True, but the delightful thing about a bicycle, is that you can, and it still doesn't weigh that much or take up that much room.

Kevin Love said...

Ever since I got my Pashley Roadster Sovereign I stopped carrying tools. I don't even know where the pump is that came with the bike.

The Schwalbe Marathon Plus tyres have never got a puncture. Never.

The most complex part of the bike is the 5-speed SA internal hub gears. Which appear to have been made with the attention to Quality Assurance for which British industry is world-renowned.

But I can't fix it anyway so when it failed I simply had it replaced with a Shimano IHG.

The number of people in Toronto who carry tools with them is very low. I would guess less than 5%.

The universal strategy for dealing with a breakdown appears to be this:

If pressed for time, lock the bike to one of the ubiquitous post-and-ring stands that the City has put up all over and continue on by public transit.

Otherwise, look down the street for one of Toronto's 87 bike shops. If you don't see one, take your bike onto the subway or bus and go to your favorite shop.

Cycling should be a hassle-free experience. Ordinary people wearing ordinary clothes going to work and other ordinary places and not worrying about things like tools or learning how to do their own repairs.

David Hembrow said...

I think some of you are missing the point. I wouldn't suggest anyone carry such a toolkit for a tootle into town. I don't do so myself, either.

However, the clue is in the title of the post: "touring". If you're potentially going to be hundreds if not thousands of kilometres away from home, don't know where the local bike shops are, and maybe won't even see many people at all for tens of kilometres at a time, then being a bit self-sufficient has a lot going for it.

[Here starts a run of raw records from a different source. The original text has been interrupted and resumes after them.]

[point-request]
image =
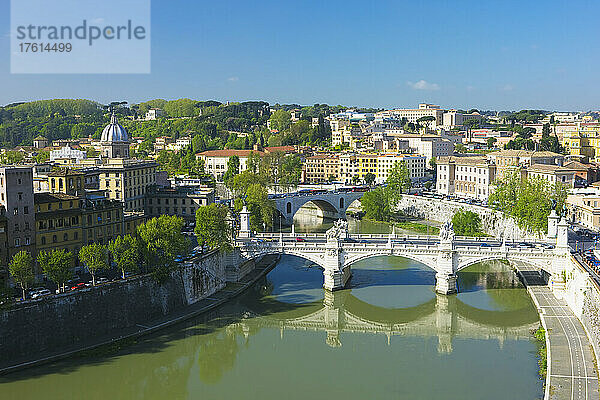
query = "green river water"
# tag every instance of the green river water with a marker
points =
(388, 336)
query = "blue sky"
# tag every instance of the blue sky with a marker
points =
(482, 54)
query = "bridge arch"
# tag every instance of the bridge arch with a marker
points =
(544, 265)
(428, 261)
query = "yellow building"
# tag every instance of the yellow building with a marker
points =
(367, 163)
(57, 222)
(127, 181)
(584, 141)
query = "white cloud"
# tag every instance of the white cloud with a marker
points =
(423, 85)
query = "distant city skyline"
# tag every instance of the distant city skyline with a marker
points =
(464, 54)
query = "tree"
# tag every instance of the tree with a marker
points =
(260, 206)
(460, 148)
(466, 223)
(398, 181)
(57, 265)
(162, 242)
(212, 227)
(124, 250)
(233, 168)
(21, 269)
(95, 258)
(290, 171)
(376, 205)
(528, 201)
(280, 120)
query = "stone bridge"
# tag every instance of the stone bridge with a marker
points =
(331, 204)
(443, 316)
(337, 250)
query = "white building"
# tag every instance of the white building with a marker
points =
(414, 114)
(552, 173)
(154, 113)
(416, 165)
(453, 118)
(215, 161)
(468, 176)
(67, 152)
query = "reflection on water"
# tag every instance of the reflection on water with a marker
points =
(387, 336)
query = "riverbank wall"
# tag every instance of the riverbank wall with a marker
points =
(35, 329)
(493, 222)
(582, 294)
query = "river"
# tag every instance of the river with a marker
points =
(387, 336)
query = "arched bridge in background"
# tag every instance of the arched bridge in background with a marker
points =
(332, 204)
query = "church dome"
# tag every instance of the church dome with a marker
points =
(114, 132)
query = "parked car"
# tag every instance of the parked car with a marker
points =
(41, 293)
(78, 286)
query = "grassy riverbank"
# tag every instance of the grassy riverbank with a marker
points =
(542, 352)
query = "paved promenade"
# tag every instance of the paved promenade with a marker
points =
(571, 369)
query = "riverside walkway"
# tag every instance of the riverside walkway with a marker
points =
(571, 370)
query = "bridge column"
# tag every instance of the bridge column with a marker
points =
(560, 259)
(334, 312)
(334, 274)
(445, 279)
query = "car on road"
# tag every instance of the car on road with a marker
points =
(78, 286)
(41, 293)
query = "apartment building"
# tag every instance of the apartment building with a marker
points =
(414, 114)
(102, 220)
(583, 207)
(182, 202)
(16, 196)
(321, 168)
(552, 173)
(467, 176)
(348, 168)
(58, 223)
(416, 165)
(215, 161)
(513, 159)
(582, 139)
(127, 181)
(454, 118)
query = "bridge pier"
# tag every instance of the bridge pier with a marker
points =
(335, 276)
(445, 283)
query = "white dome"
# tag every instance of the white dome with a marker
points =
(114, 132)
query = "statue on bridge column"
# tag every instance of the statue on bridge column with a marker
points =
(339, 230)
(447, 232)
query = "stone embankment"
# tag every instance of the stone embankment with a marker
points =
(494, 223)
(55, 326)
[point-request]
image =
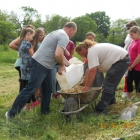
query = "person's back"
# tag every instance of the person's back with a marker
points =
(45, 55)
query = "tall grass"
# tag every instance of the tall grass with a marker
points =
(33, 126)
(7, 55)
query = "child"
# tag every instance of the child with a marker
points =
(26, 52)
(128, 41)
(39, 36)
(134, 67)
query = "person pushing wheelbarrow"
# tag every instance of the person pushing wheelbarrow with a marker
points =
(111, 59)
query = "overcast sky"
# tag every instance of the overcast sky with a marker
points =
(115, 9)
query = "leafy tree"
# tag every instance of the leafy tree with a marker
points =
(138, 20)
(102, 21)
(84, 25)
(55, 22)
(6, 32)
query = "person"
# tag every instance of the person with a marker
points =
(26, 52)
(113, 60)
(128, 41)
(15, 45)
(134, 67)
(38, 38)
(49, 53)
(99, 74)
(68, 55)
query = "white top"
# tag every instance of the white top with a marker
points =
(104, 55)
(128, 41)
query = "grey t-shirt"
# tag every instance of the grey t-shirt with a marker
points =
(45, 55)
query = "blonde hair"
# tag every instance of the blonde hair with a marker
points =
(135, 29)
(86, 44)
(25, 30)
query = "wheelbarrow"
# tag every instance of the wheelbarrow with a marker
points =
(76, 102)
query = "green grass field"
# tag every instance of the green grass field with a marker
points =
(33, 126)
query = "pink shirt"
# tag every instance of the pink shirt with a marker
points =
(134, 51)
(70, 47)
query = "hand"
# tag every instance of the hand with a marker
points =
(61, 69)
(81, 84)
(85, 88)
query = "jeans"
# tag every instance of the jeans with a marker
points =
(111, 81)
(39, 76)
(99, 78)
(55, 83)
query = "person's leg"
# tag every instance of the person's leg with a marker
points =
(99, 78)
(111, 81)
(130, 84)
(136, 77)
(37, 75)
(46, 93)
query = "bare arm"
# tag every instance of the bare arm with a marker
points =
(89, 78)
(137, 60)
(15, 44)
(31, 51)
(59, 55)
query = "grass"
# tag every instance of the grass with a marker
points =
(33, 126)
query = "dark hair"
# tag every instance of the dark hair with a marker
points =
(91, 33)
(85, 44)
(70, 25)
(134, 29)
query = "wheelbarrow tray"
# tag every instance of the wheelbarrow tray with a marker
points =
(84, 97)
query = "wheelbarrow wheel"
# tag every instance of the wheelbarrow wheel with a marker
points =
(71, 105)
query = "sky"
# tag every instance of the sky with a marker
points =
(115, 9)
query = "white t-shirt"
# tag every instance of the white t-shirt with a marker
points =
(104, 55)
(45, 55)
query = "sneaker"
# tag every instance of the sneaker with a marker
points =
(124, 95)
(129, 99)
(97, 113)
(36, 103)
(56, 96)
(7, 116)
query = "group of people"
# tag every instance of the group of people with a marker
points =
(100, 57)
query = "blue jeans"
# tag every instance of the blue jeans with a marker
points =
(39, 76)
(111, 81)
(55, 83)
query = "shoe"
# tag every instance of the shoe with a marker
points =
(56, 96)
(36, 103)
(124, 95)
(7, 116)
(129, 99)
(97, 112)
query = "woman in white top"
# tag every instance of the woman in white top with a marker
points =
(128, 41)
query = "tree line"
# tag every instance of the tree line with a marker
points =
(97, 22)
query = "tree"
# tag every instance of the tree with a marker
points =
(117, 32)
(102, 21)
(55, 22)
(84, 25)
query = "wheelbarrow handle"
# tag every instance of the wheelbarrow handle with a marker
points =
(137, 103)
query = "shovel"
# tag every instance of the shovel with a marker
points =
(129, 112)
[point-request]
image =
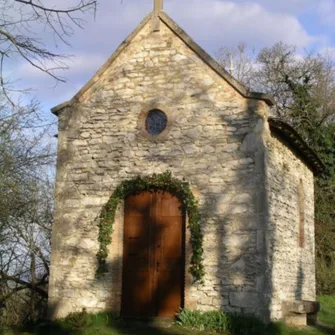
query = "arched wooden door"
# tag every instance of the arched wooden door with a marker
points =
(153, 255)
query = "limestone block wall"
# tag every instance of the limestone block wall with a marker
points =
(214, 140)
(291, 265)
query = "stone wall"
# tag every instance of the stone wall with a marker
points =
(291, 266)
(214, 140)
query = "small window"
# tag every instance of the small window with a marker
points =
(301, 204)
(155, 122)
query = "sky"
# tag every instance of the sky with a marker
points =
(308, 24)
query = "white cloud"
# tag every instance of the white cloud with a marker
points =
(217, 23)
(212, 23)
(327, 12)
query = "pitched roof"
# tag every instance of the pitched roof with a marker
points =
(188, 41)
(290, 135)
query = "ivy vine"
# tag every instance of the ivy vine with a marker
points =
(164, 182)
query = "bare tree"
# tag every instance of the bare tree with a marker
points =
(240, 62)
(18, 38)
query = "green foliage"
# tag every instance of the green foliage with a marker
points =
(220, 321)
(325, 212)
(77, 320)
(327, 311)
(164, 182)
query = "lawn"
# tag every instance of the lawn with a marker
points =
(104, 324)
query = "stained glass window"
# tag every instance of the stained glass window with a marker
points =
(156, 122)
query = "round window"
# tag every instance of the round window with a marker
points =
(155, 122)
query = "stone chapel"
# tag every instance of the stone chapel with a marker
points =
(161, 103)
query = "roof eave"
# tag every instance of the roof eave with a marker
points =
(296, 141)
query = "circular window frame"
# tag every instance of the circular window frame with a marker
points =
(143, 117)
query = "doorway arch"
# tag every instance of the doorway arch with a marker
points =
(153, 272)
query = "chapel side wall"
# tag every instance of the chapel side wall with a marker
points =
(291, 268)
(214, 141)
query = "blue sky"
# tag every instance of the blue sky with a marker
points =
(309, 24)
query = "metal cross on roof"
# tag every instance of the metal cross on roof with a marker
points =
(158, 7)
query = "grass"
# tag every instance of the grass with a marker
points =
(197, 324)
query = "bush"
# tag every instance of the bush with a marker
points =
(220, 321)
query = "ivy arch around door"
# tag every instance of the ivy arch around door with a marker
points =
(163, 182)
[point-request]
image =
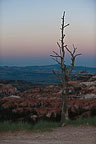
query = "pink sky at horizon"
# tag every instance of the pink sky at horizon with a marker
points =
(30, 30)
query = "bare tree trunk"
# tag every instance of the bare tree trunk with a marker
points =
(65, 71)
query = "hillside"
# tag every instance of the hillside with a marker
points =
(36, 74)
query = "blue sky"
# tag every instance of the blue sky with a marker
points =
(31, 28)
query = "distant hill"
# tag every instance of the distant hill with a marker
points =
(36, 74)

I have always carried a toolkit on tour for this reason. I like to be self-sufficient and not have to rely on having a fully charged mobile phone battery so that I can give someone else directions to come and rescue me by car. Some like to do "credit card touring", carrying the minimum, or even being accompanied by someone to support them in the event of problems. That's fine for other people, but for me it's not at all what touring is about.

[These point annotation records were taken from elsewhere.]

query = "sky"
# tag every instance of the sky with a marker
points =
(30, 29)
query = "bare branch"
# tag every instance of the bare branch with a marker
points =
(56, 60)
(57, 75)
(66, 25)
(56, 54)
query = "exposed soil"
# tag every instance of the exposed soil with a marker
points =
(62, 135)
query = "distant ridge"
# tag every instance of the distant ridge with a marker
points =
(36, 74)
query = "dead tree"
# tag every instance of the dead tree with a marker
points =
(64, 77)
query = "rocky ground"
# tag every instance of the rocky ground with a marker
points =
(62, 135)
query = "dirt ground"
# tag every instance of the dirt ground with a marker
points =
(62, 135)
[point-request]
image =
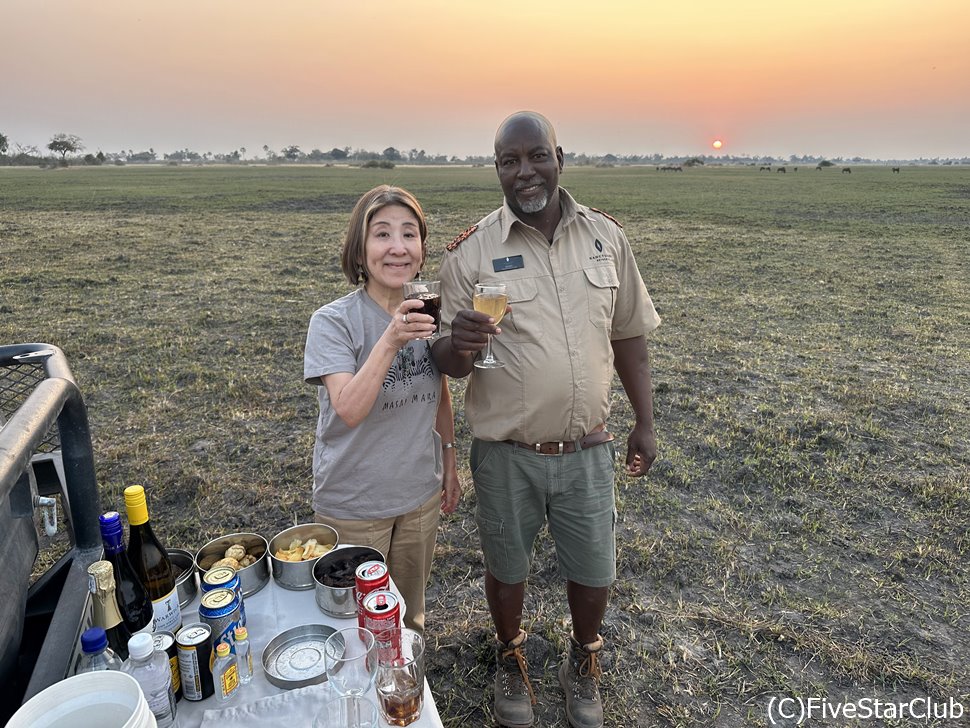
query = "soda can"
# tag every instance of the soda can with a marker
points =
(165, 642)
(369, 576)
(220, 610)
(225, 577)
(194, 642)
(382, 612)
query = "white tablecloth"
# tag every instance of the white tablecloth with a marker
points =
(268, 612)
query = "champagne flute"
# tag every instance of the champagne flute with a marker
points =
(351, 656)
(491, 299)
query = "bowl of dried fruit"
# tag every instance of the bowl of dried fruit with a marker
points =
(295, 551)
(244, 552)
(334, 579)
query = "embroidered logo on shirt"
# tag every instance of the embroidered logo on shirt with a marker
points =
(406, 367)
(462, 236)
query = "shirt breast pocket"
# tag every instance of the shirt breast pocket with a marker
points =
(516, 325)
(601, 294)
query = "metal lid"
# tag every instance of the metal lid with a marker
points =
(295, 657)
(219, 576)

I also carry a good deal of what is shown here on my commute. There's only one village with a bike-shop in the middle of my 30 km commute, and a 15 km walk is a bit far.

Not everyone lives in the cycling paradise of Toronto, Kevin :-)

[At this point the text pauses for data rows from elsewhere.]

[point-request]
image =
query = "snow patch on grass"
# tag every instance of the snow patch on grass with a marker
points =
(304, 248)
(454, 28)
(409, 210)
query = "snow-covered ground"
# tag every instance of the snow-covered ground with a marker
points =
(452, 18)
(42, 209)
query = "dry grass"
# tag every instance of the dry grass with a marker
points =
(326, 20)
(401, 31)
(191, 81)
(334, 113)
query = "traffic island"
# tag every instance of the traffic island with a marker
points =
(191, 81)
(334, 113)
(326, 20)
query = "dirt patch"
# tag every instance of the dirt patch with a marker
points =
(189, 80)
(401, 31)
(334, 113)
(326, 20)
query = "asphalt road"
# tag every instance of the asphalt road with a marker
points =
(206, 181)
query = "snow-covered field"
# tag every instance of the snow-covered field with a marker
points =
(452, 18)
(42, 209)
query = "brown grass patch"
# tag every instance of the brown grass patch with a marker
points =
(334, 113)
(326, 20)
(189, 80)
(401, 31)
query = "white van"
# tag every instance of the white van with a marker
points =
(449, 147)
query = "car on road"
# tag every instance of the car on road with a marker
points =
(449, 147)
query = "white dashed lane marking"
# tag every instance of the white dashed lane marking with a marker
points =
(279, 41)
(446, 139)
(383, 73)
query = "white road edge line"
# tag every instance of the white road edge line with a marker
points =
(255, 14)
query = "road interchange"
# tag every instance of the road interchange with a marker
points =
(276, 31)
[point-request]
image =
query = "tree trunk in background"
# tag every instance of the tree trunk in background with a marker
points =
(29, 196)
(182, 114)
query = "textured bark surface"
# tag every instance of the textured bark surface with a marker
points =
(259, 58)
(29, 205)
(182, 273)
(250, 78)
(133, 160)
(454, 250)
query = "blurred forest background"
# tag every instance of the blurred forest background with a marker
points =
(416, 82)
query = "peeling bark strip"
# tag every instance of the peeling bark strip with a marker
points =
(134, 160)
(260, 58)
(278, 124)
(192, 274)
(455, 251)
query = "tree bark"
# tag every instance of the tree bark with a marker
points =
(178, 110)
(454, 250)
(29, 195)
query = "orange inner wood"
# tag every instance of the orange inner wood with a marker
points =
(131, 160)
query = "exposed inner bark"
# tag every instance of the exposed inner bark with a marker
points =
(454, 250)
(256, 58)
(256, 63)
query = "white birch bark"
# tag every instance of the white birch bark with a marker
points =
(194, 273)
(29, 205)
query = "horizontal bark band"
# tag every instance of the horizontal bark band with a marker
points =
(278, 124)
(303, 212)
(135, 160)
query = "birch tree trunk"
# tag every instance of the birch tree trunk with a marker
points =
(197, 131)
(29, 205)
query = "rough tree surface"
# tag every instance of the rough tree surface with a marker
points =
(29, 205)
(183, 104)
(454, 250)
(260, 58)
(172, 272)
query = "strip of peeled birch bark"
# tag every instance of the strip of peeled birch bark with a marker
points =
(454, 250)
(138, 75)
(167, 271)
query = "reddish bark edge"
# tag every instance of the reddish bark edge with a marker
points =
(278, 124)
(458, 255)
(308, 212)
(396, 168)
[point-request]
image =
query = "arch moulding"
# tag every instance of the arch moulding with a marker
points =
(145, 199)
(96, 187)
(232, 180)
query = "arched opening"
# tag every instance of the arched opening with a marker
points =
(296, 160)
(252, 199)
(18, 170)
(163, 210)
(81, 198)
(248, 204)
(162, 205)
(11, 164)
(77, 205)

Personally, I don't think there is one thing that cycling "should" be. It's many things to many people, and indeed sometimes many different things even to the same people. I ride my bikes to go shopping, commuting, touring and racing. None of these things is any more what cycling "should" be than any other of them.

Yant said...

I think your list is much the same as mine for touring. All though I forgo the spokes (as I can't true a wheel to save my life) and add a spare chain. When touring in more remote area's with no mobile signal I pack an emergency thermal blanket and waterproof matches. Thankfully I've never had to use either.

Ryan said...

I always have a patch kit, mini pump and a multi-purpose screwdriver with me.
They fit quite compactly into my rear bag, so they don't take up any room and I tend to forget there even in there.

When I go on long distance tours to other cities, I tend to carry a bit more with me such as extra tubes, more wrenches etc.

My city for a year or so now offers bicycle patch kits in different spots throughout the city; places such as libraries, city buildings and parks.

I have also added a second tube to my rear tire, working as a liner. Thus far I've only had one flat which was caused by a bad tube (seem exploded)...of course I probably jinxed myself now.
Before the spare tube I'd average 10-15 flats per year.

Darren Alff said...

Yeah, touring is a very different thing than just scooting around town on your bike. I carry a rather large toolkit on my tours. But when I cycle around town I carry a pump, a tire-lever or two, and a spare tube. That's it.